The head of British drug manufacturer AstraZeneca stated on Thursday additional research was required on its Covid-19 vaccine after issues emerged over the protection it offers, but the additional testing is unlikely to affect administrative approval in Europe.
AstraZeneca and its partner, the University of Oxford, stated on Monday that it was trying regulatory approval for the vaccine after it showed an average of 70-percent effectiveness.
That rate jumped to 90 percent when an initial half-dose then a full dose was given, similar to that in rival vaccines in development by Pfizer/BioNTech and Moderna.

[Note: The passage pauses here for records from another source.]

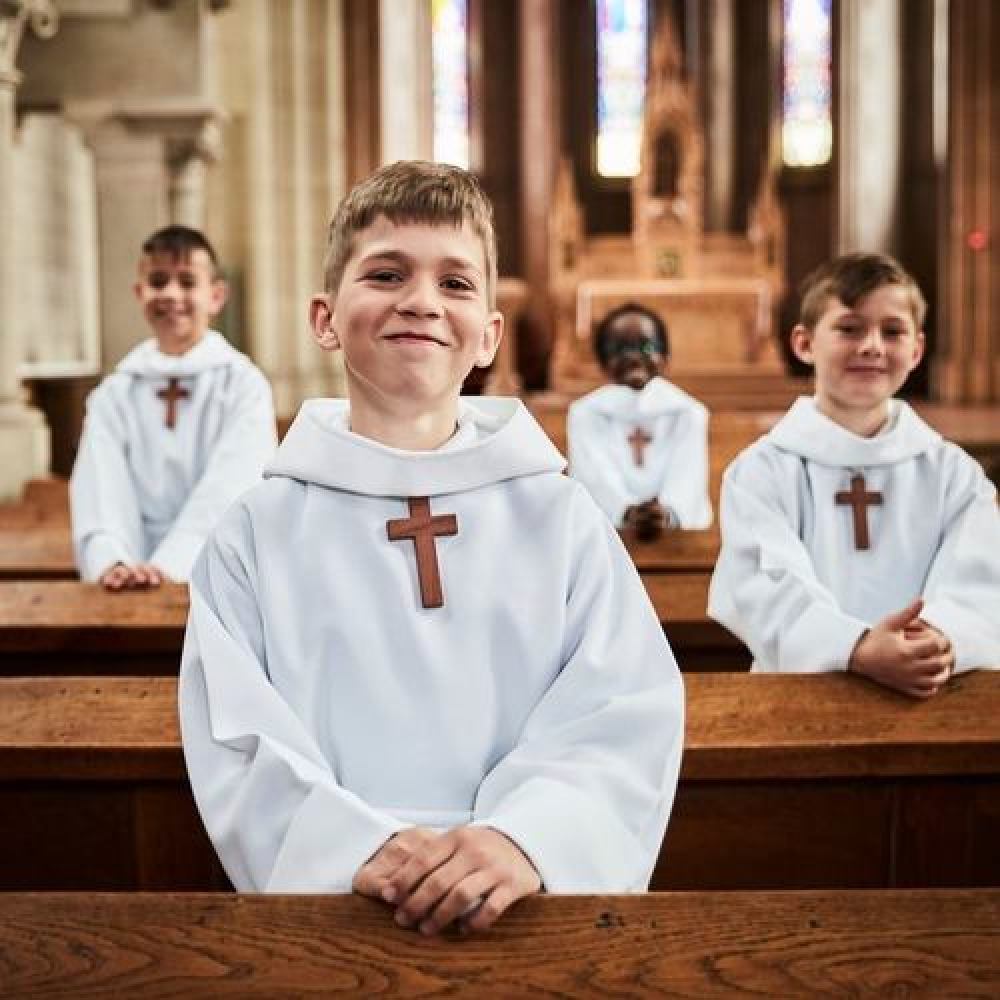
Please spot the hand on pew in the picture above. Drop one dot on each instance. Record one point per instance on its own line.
(471, 874)
(905, 653)
(138, 576)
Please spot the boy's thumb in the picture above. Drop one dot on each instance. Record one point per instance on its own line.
(900, 619)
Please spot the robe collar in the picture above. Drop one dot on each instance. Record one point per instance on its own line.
(804, 431)
(147, 360)
(496, 440)
(656, 398)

But US scientists have said the higher rate of effectiveness came during tests in people aged 55 and under, and was discovered by accident during the clinical trials.
The head of the Oxford Vaccine Group, Andrew Pollard, announced this week that further proof will be available next month, but the result was still “highly significant”.
The additional analysis was not likely to delay regulatory approval in Britain and the EU, Soriot said.
There are high hopes for the AstraZeneca/Oxford vaccine, which Pollard has hailed as a “vaccine for the world” given that it could be cheaper to make, and easier to store and distribute.
It can be stored, transported, and handled at normal refrigerated conditions of between two and eight degrees Celsius (36-46 Fahrenheit) for at least six months.